Ağır adımlarla odama giderek kendimi yatağa atmak için hazırlandım.Üstümdeki kıyafetlerden bir çırpıda kurtularak pijama takımımın altını giydim,üzerime beyaz bir atlet alarak üstümden geçirdim.Kahverengi uzun saçlarımı tepeden topuz yaptıktan sonra dişlerimi fırçalamak üzere banyoma doğru yol almaya başladım.

Tik tak.

Kapı tıklatma sesiyle dünyaya döndüm,doğru duyup duymadığımı anlamak için sessizce bekledim.

Tik tak.

Kapının çaldığından emin olarak,yavaşça kimin geldiğine bakmak için kapı deliğinden dışarıya baktığımda tanımadığım bir bayan ve bayı ellerinde bir çanta ile dışarıda beklerken buldum.Ne olduğunu anlamayarak kapıyı açmadan önce topuzumdan çıkmış bir saç telini kulağımın arkasına attım.

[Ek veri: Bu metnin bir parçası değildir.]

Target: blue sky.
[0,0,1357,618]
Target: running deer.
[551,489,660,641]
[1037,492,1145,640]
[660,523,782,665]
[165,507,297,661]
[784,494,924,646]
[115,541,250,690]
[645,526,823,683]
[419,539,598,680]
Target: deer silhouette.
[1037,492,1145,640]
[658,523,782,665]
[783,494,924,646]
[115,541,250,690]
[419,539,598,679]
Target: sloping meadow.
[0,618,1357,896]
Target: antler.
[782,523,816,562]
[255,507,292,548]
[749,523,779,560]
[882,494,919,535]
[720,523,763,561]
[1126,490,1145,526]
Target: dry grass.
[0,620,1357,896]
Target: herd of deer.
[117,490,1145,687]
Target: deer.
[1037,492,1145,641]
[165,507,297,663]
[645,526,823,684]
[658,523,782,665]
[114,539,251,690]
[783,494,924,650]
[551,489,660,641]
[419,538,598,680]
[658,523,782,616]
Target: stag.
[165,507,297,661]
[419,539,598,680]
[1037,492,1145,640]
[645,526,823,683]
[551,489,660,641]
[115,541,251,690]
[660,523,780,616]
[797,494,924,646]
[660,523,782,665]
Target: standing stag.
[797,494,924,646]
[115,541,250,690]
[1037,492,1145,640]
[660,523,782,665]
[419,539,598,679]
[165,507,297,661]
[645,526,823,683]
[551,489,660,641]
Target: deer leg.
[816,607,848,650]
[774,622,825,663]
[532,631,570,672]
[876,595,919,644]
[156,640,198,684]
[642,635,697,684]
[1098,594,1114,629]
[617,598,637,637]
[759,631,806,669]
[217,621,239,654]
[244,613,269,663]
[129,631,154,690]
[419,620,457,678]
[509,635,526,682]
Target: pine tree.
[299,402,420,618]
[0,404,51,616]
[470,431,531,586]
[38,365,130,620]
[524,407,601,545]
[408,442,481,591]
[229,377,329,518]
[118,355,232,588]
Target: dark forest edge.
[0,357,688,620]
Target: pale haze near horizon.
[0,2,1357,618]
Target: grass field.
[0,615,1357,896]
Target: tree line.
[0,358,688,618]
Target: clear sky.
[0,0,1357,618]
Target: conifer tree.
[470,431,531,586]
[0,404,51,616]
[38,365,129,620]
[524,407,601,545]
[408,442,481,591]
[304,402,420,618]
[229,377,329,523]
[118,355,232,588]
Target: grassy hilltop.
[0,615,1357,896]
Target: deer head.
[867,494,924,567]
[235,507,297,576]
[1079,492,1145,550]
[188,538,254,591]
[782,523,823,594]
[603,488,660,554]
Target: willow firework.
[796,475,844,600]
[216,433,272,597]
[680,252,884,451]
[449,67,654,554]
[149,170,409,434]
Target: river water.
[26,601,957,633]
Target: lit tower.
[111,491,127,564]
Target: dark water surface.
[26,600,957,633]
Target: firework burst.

Kapıyı açtığımda bana doğru gülümseyerek bakan gözlere aynı gülümsemeyi takındım.

"Merhaba?Sizi tanıyor muyum?"

İçlerinden kadın olan,sıcak bir gülümseme ile cevap verirken üzerindeki montuna daha da sarıldı."Ben Bayan Hastings.Spencer'a bakmıştık?Onun oda arkadaşı mısın?"

"Evet."Karşımdaki insanların Spencer'ın ailesi olmasıyla kendime geldim,hemen yan taraftan üzerime bir ceket alarak askılı tişörtümü kapattım.

"İsmin....Daphne?Yanlış mıyım?"Diye gülümsedi.

"Evet efendim,Daphne."Diyerek gülümsedim.

"Spencer nerede?"dedi Bay Hastings.Soğuk tavırları yüzünü ele geçirmiş gibi gözüküyordu.

Ne diyeceğimi düşünürken hayatımdan bir yıl gitmiş gibi hissettim."O...dönem ödevi üzerinde çalışıyor."

"Başka bir yerde mi?"Diye kaldırdı kaşlarını Bay Hastings.

"Okulda.Geç kalacağını haber verdi.Proje biraz uzamış."Diyerek bir kez daha yalan atarken,yüzümün yalanı ele vermemiş olmasını diledim.

"Yalnız mı peki?"Diye iç çekti Bayan Hastings.

"Hayır,"diye atıldım."O...gruptan birkaç kızla beraber.Diana,Sophie ve Adriana da onunlaydı.Aradıklarında seslerini duyabildim."

"Ah," Diye rahatladı annesi. "Onu içerde beklememizde bir sakınca var mı?"

"Tabi." diye gülümsedim. "Hemen içeri gelin."